Ольга Ивановна с тревогой ожидала трупного заражения и по ночам
молилась богу, но всё обошлось благополучно. И опять потекла
мирная счастливая жизнь без печалей и тревог. Настоящее было
прекрасно, а на смену ему приближалась весна, уже улыбавшаяся
издали и обещавшая тысячу радостей. Счастью не будет конца! В
апреле, в мае и в июне дача далеко за городом, прогулки, этюды,
рыбная ловля, соловьи, а потом, с июля до самой осени, поездка
художников на Волгу, и в этой поездке, как непременный член
сосьете, будет принимать участие и Ольга Ивановна.
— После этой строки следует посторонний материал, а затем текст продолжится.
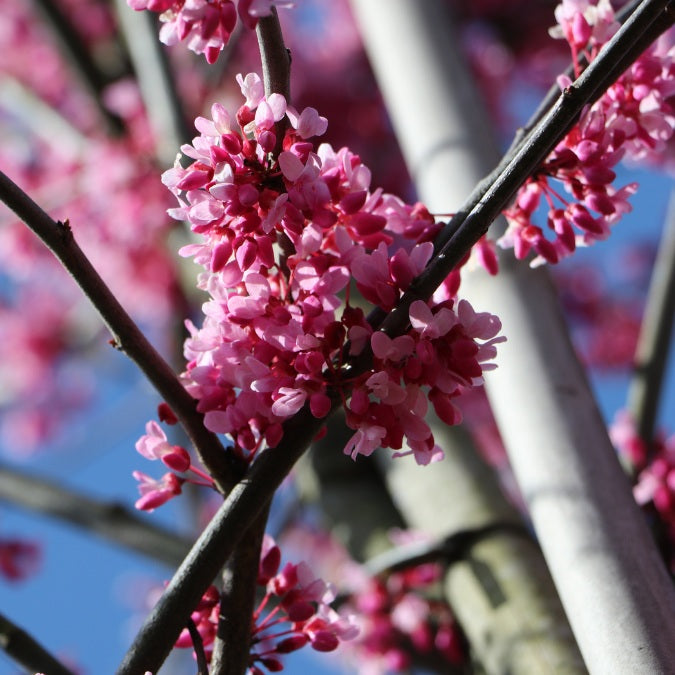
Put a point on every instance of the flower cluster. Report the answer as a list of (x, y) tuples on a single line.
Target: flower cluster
[(654, 488), (294, 612), (283, 235), (206, 25), (155, 445), (401, 615), (634, 118)]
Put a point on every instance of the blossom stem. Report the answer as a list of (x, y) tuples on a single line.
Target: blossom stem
[(127, 337), (198, 646)]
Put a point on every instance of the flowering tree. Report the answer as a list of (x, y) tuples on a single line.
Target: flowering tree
[(337, 314)]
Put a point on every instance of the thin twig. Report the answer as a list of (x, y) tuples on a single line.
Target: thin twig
[(27, 651), (237, 600), (451, 549), (198, 646), (276, 66), (109, 520), (652, 352), (127, 337), (656, 28), (156, 83), (477, 216), (247, 498)]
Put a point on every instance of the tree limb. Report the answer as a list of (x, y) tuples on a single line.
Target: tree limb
[(247, 499), (127, 337), (652, 352)]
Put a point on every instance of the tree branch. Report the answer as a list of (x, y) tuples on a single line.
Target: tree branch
[(652, 352), (237, 600), (109, 520), (127, 337), (27, 651), (247, 499), (652, 22), (156, 84)]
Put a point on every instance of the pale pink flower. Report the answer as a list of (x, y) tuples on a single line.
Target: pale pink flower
[(154, 492)]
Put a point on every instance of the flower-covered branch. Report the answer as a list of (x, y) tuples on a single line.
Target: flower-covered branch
[(294, 411)]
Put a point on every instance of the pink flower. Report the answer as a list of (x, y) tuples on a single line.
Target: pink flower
[(18, 558), (365, 441), (154, 493), (154, 445)]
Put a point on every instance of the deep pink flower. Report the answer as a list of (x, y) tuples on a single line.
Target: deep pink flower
[(154, 492)]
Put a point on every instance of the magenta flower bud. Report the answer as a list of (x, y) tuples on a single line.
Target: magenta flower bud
[(291, 644), (178, 460), (325, 641)]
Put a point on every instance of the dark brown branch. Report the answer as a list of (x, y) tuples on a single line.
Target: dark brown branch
[(275, 58), (27, 651), (81, 60), (276, 66), (233, 640), (156, 83), (249, 497), (111, 521), (477, 215), (652, 352), (447, 551), (237, 603), (198, 645), (654, 27), (126, 335)]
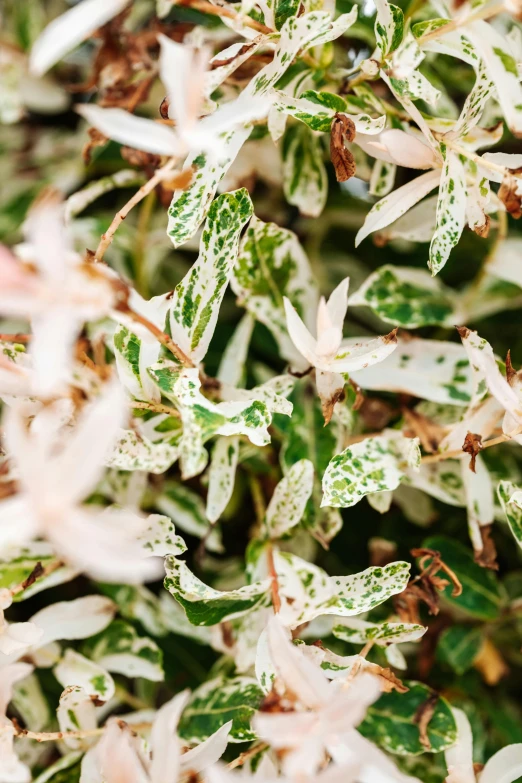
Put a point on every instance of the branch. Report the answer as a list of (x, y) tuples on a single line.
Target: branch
[(486, 445), (120, 216), (229, 13), (163, 338)]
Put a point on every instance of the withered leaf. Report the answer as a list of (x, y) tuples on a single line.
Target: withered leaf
[(343, 129), (472, 445), (509, 193)]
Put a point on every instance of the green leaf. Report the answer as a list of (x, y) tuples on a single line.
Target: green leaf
[(119, 649), (481, 596), (305, 182), (197, 298), (65, 770), (360, 632), (289, 499), (186, 508), (204, 605), (391, 722), (510, 497), (18, 562), (218, 701), (283, 10), (75, 669), (137, 602), (406, 297), (458, 646), (373, 465), (188, 209), (272, 264), (451, 210)]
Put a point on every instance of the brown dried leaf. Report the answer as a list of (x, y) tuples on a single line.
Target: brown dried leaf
[(472, 445), (343, 161), (96, 139), (483, 230), (422, 718), (509, 193)]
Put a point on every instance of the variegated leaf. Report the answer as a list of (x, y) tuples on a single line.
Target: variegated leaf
[(204, 605), (289, 500), (75, 669), (121, 650), (186, 508), (451, 210), (189, 207), (510, 497), (215, 703), (221, 477), (374, 465), (272, 264), (430, 369), (406, 297), (305, 182), (195, 303), (361, 632)]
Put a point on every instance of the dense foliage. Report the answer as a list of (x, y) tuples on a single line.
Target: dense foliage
[(248, 350)]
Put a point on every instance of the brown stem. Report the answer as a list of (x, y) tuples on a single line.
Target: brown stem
[(15, 338), (157, 407), (163, 338), (120, 216), (219, 10), (486, 445), (276, 598)]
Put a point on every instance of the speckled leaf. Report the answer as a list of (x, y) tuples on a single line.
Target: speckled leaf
[(221, 476), (76, 712), (202, 419), (406, 297), (289, 499), (360, 632), (305, 436), (510, 498), (218, 701), (196, 300), (134, 451), (119, 649), (382, 178), (389, 27), (189, 207), (459, 645), (481, 595), (204, 605), (415, 86), (137, 602), (492, 46), (272, 264), (451, 210), (373, 465), (433, 370), (390, 722), (317, 110), (18, 562), (305, 182), (186, 508), (75, 669)]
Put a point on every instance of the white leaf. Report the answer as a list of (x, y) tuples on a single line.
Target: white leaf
[(391, 207), (68, 30)]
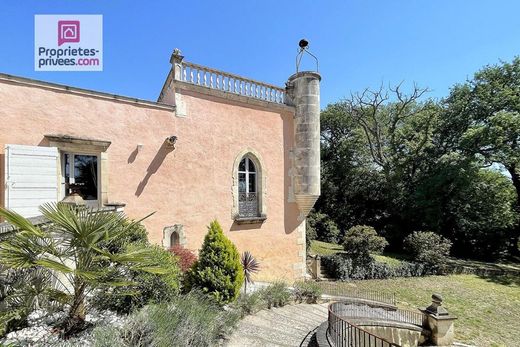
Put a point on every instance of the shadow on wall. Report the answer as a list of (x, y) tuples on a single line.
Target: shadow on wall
[(291, 211), (132, 156), (2, 179), (241, 227), (156, 163)]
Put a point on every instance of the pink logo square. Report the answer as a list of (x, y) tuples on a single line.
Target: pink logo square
[(68, 31)]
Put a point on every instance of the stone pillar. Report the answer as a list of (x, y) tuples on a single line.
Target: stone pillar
[(176, 61), (303, 90), (316, 267), (439, 322)]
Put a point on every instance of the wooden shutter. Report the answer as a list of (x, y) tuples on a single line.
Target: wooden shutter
[(31, 175)]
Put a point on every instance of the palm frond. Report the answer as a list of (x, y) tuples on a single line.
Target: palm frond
[(250, 265), (19, 222), (54, 265)]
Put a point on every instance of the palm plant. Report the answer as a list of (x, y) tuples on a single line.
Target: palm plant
[(70, 248), (250, 266)]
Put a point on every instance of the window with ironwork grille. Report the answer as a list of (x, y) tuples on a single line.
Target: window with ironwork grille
[(247, 189)]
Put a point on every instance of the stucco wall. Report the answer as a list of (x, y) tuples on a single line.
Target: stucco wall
[(189, 185)]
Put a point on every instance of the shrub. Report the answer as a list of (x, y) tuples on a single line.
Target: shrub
[(428, 247), (185, 257), (189, 320), (148, 287), (323, 227), (306, 291), (276, 294), (344, 268), (361, 240), (218, 271), (73, 233), (247, 304), (250, 266)]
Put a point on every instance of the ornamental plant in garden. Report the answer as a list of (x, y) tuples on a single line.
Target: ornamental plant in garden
[(218, 271)]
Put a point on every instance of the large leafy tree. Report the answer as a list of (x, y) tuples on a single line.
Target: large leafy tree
[(483, 120), (70, 247)]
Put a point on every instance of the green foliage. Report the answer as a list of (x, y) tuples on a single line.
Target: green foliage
[(276, 294), (21, 292), (218, 271), (185, 257), (428, 247), (249, 303), (189, 320), (323, 227), (146, 287), (250, 266), (344, 268), (74, 233), (361, 240), (400, 162), (307, 291)]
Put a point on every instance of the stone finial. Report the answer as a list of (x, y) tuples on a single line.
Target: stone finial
[(176, 57), (436, 306)]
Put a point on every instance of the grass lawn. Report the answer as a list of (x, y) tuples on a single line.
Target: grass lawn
[(488, 309)]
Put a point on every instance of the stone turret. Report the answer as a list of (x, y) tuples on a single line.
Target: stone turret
[(303, 90)]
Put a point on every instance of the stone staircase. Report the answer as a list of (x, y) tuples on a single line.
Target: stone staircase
[(291, 325)]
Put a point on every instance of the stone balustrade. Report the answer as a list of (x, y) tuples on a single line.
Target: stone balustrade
[(214, 79)]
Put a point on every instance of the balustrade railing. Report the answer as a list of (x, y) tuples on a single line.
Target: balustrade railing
[(248, 205), (358, 310), (227, 82), (343, 333), (345, 290)]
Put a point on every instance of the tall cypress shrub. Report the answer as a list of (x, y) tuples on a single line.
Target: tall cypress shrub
[(218, 271)]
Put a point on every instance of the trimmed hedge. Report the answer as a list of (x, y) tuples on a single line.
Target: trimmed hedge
[(343, 268), (218, 271)]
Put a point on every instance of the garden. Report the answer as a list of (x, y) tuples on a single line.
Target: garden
[(123, 291)]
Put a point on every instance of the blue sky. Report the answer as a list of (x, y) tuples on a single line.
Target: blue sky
[(359, 44)]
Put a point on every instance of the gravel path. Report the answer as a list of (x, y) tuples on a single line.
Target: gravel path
[(290, 325)]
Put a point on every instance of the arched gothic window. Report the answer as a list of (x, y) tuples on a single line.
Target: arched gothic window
[(247, 188), (174, 239)]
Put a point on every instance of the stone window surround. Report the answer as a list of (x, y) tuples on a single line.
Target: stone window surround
[(167, 234), (261, 179), (79, 145)]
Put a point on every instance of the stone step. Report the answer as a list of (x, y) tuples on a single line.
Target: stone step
[(275, 326), (299, 321), (290, 325), (284, 321), (314, 312)]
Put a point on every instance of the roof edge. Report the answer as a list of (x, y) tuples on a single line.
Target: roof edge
[(83, 92)]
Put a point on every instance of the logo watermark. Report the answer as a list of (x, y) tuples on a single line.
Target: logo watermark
[(68, 42)]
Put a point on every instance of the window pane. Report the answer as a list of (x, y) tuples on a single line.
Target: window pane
[(66, 166), (251, 166), (252, 183), (242, 182), (242, 166), (85, 176)]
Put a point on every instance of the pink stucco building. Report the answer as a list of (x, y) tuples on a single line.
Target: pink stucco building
[(214, 146)]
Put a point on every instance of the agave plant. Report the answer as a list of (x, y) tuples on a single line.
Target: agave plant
[(250, 266), (69, 247)]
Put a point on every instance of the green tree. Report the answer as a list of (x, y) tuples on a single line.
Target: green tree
[(360, 241), (69, 247), (324, 227), (484, 114), (218, 271)]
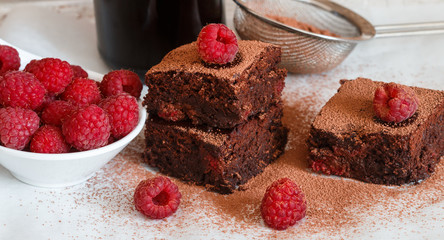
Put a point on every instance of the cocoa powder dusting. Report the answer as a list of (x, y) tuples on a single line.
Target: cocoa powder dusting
[(337, 208)]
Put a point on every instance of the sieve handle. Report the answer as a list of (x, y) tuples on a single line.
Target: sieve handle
[(409, 29)]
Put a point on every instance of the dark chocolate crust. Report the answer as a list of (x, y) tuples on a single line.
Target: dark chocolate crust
[(220, 159), (218, 97), (347, 140)]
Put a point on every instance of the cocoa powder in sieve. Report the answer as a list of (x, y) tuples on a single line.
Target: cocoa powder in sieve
[(301, 25)]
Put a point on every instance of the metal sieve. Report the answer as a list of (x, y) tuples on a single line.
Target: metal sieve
[(307, 52)]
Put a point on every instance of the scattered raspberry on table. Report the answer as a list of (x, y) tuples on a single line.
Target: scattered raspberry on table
[(157, 198), (283, 204)]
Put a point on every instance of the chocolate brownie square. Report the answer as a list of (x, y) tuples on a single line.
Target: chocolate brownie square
[(347, 139), (220, 159), (182, 86)]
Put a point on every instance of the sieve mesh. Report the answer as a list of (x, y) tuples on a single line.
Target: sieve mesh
[(302, 51)]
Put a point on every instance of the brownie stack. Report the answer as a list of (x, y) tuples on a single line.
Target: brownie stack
[(216, 126)]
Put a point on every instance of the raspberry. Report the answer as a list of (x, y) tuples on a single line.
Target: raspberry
[(48, 139), (283, 204), (54, 73), (82, 92), (157, 198), (169, 112), (394, 102), (56, 112), (78, 71), (217, 44), (9, 59), (21, 89), (123, 112), (49, 98), (119, 81), (17, 125), (87, 128)]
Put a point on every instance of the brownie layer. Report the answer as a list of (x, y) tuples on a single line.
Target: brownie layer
[(347, 139), (220, 159), (186, 88)]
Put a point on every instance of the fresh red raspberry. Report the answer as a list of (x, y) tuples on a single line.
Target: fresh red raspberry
[(123, 112), (82, 92), (157, 198), (9, 59), (78, 71), (54, 73), (119, 81), (169, 112), (48, 139), (394, 102), (21, 89), (217, 44), (17, 125), (56, 112), (283, 204), (49, 98), (87, 128)]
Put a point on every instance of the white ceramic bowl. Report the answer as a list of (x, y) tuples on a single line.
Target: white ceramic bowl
[(66, 169)]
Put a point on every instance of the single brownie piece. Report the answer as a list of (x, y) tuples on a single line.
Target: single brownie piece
[(182, 86), (220, 159), (347, 139)]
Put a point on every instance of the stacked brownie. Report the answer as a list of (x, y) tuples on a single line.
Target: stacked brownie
[(213, 125)]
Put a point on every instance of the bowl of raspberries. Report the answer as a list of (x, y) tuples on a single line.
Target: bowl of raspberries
[(59, 124)]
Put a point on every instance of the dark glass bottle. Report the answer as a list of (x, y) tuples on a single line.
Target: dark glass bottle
[(136, 34)]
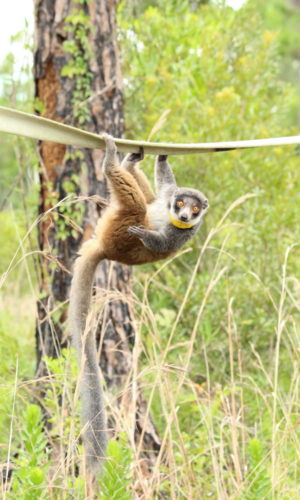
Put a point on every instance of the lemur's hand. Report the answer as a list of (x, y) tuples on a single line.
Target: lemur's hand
[(110, 159), (138, 231), (136, 157)]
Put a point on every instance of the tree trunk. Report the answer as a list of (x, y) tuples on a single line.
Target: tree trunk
[(78, 81)]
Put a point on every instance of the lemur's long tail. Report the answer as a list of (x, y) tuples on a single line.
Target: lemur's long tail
[(92, 411)]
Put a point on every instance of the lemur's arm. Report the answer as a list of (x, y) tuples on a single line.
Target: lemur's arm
[(164, 176), (131, 164), (162, 242)]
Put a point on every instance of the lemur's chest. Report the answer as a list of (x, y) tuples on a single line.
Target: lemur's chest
[(158, 214)]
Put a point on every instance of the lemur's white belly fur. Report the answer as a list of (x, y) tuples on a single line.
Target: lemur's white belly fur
[(158, 213)]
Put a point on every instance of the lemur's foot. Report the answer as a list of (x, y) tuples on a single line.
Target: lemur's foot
[(138, 231), (110, 159), (136, 157)]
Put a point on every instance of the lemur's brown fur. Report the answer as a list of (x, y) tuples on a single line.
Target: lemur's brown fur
[(124, 234), (130, 194)]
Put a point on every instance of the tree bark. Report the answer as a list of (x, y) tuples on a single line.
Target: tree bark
[(62, 168)]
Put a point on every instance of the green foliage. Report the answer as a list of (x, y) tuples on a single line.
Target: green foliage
[(229, 431), (217, 71), (116, 477), (32, 463), (78, 47), (258, 475)]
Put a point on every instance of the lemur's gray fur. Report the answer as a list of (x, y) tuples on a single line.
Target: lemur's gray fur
[(165, 236), (137, 227)]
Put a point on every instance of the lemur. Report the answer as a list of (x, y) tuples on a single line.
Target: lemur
[(137, 227)]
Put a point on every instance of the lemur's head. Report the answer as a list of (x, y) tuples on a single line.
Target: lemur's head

Она уже сшила
себе два дорожных костюма из холстинки, купила на дорогу красок,
кистей, холста и новую палитру. Почти каждый день к ней приходил
Рябовский, чтобы посмотреть, какие она сделала успехи по
живописи. Когда она показывала ему свою живопись, он засовывал
руки глубоко в карманы, крепко сжимал губы, сопел и говорил:
— Так-с... Это облако у вас кричит: оно освещено не по-вечернему.
Передний план как-то сжеван, и что-то, понимаете ли, не то... А
избушка у вас подавилась чем-то и жалобно пищит... надо бы угол
этот потемнее взять. А в общем недурственно... Хвалю.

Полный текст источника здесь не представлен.